Page 38 of Simon Says… Jump

“Yeah.” But she didn’t look it. “I booked it down here to get one of the specials. They run out so damn fast.” She stared at the two plates on the table and then looked up at him.

He smiled and said, “I hadn’t eaten, and I thought maybe you could use some food too.” Then he nudged one of the plates closer to her.

Her face lit up, like a sunrise in the morning.

He stared, enchanted. “Wow,” he said, “if that’s all I have to do—”

She pulled the plate closer. “That’s one of the reasons I came running,” she said. “The specials were always gone early in the afternoon.”

“They didn’t say anything about it.” But, even as he looked up, an employee posted a sign, saying that the day’s special was sold out. “Wow,” he said, “good timing.” They both sat here and enjoyed their lunch. He wasn’t even sure what kind of soup it was, but it was delicious, and a huge thick slab of bread rested beside it. He was happy to watch her eat the rest of hers. “You’re inhaling that.”

“I try not to,” she confessed. “It’s always so good, and it seems like I have so very few minutes in a day for a break.”

“That’s because you do,” he said, with a smile. “Unless you change that.”

Soon the food was gone, and she sat back with a happy smile. “Thank you,” she said sincerely.

He nodded in wonder. “First,” he said, “I wasn’t expecting that your rush down here was to get lunch. Second, I wasn’t expecting that your full-on rush would completely stop when food was put in front of you.”

She chuckled. “It’s been one of those days.”

“Did the laptop help?”

“I won’t know for a while yet,” she said. “It should be a huge help, particularly that email. It’s taken us in a direction that we hadn’t considered. Honestly I really don’t want to go there, but—”
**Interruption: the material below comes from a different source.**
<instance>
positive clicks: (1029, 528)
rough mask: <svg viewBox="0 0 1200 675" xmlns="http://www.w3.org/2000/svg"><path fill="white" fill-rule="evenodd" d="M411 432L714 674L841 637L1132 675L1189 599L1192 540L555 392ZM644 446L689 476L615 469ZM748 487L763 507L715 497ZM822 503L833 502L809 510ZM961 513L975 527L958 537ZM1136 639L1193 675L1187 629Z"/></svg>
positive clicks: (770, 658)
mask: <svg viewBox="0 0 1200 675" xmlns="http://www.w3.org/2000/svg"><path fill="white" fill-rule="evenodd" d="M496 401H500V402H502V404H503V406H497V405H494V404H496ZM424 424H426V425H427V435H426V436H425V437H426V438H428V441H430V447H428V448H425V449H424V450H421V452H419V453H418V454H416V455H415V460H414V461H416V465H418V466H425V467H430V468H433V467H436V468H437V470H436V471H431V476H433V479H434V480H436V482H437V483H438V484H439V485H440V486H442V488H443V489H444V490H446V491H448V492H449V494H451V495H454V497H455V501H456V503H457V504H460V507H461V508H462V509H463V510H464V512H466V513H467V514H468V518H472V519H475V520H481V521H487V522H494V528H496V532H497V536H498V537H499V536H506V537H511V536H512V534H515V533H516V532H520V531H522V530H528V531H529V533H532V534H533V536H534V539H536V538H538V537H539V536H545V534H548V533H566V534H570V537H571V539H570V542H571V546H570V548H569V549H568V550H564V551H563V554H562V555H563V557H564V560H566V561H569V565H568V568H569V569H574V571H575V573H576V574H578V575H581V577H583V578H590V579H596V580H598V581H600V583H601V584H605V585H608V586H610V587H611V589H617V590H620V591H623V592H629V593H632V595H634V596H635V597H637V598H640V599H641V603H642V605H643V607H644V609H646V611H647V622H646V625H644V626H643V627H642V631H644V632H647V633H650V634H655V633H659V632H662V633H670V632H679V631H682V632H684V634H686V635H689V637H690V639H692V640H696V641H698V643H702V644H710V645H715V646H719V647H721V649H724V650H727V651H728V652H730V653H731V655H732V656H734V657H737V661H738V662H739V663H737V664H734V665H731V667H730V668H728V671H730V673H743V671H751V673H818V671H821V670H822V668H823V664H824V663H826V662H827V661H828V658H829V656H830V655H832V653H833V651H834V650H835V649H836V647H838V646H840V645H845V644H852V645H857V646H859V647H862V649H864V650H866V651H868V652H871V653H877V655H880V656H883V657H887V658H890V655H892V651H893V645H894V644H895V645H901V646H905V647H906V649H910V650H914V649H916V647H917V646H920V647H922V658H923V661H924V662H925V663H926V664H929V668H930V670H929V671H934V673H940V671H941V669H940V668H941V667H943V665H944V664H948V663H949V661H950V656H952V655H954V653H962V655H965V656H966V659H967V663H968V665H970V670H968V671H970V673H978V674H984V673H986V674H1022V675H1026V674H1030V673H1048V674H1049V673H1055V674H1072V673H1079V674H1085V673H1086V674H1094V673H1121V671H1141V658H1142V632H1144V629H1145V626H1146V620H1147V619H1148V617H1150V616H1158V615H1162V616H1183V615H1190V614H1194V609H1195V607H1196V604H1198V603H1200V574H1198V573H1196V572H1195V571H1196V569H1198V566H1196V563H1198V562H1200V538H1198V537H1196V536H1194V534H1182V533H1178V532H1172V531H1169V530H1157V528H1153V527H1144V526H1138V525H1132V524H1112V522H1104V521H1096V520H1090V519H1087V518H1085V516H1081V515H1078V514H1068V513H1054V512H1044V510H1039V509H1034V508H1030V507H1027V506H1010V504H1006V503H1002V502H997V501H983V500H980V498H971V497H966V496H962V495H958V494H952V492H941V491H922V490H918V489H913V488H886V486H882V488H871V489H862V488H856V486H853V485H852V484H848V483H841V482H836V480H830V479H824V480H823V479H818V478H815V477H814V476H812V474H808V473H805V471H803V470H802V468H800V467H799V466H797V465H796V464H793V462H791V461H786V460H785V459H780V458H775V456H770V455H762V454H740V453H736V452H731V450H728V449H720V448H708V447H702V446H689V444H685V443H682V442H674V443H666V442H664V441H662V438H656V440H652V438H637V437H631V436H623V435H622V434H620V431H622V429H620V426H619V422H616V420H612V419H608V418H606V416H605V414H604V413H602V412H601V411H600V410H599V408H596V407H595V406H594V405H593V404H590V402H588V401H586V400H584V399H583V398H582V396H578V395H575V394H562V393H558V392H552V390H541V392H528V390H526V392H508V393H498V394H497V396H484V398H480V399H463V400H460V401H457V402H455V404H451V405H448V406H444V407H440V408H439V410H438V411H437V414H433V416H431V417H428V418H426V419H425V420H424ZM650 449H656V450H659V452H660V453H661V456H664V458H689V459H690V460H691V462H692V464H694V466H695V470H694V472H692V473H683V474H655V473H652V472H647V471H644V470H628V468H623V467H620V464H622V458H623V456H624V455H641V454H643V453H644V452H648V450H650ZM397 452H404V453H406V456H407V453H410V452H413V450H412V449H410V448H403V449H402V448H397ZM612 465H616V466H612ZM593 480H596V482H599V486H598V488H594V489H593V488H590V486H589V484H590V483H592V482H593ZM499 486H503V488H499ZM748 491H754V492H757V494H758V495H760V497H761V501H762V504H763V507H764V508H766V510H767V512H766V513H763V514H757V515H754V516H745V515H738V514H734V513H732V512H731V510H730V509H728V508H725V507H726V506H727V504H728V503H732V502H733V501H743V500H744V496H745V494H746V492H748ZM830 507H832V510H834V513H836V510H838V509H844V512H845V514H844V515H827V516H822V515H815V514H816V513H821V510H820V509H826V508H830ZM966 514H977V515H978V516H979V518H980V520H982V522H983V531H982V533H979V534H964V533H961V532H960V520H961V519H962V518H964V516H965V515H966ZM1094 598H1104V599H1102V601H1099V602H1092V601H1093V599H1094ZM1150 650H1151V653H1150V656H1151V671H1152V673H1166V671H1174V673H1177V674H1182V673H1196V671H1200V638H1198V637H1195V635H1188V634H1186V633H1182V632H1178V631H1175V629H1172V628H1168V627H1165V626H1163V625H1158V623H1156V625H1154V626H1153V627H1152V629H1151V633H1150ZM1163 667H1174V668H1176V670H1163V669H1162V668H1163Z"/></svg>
“Who would?” he said. “Louisa is a friend of mine. So was David. I had no idea what was going on in his life. I feel terrible about it.”

“That’s another reason,” she said. “I didn’t even think to ask her any questions. I don’t know if the officer who informed her of her husband’s death did or not. Even if he did, he likely wouldn’t have asked the questions I want to ask.”

“Go ahead and ask me,” he said. “What do you want to know?”

“Just about the relationship, what their marriage was like, things like that.”

He nodded. “I guess you have to ask that stuff, don’t you?”

She nodded. “It helps to set the scene, and it lets us know what’s going on.”

“Right.”

She brought out a notebook and asked, “How long have you known him?”

“David?”

She nodded.

“Easily fifteen years,” he said. “Beyond that, I don’t really know.”

“Good enough,” she said. “And his wife?”

“They’ve been married about twelve years I think,” he said thoughtfully, “so probably two years before that. Let’s call it fourteen years, give or take.”

“Any altercations, any problems between them?”

He looked at her in surprise and said, “Not that I know of. I’ve never seen any sign of it. You don’t think she’s responsible for any of this, do you?”

She looked at him and said, “I have to ask questions.”

“I get it,” he said, “but they’re disturbing.”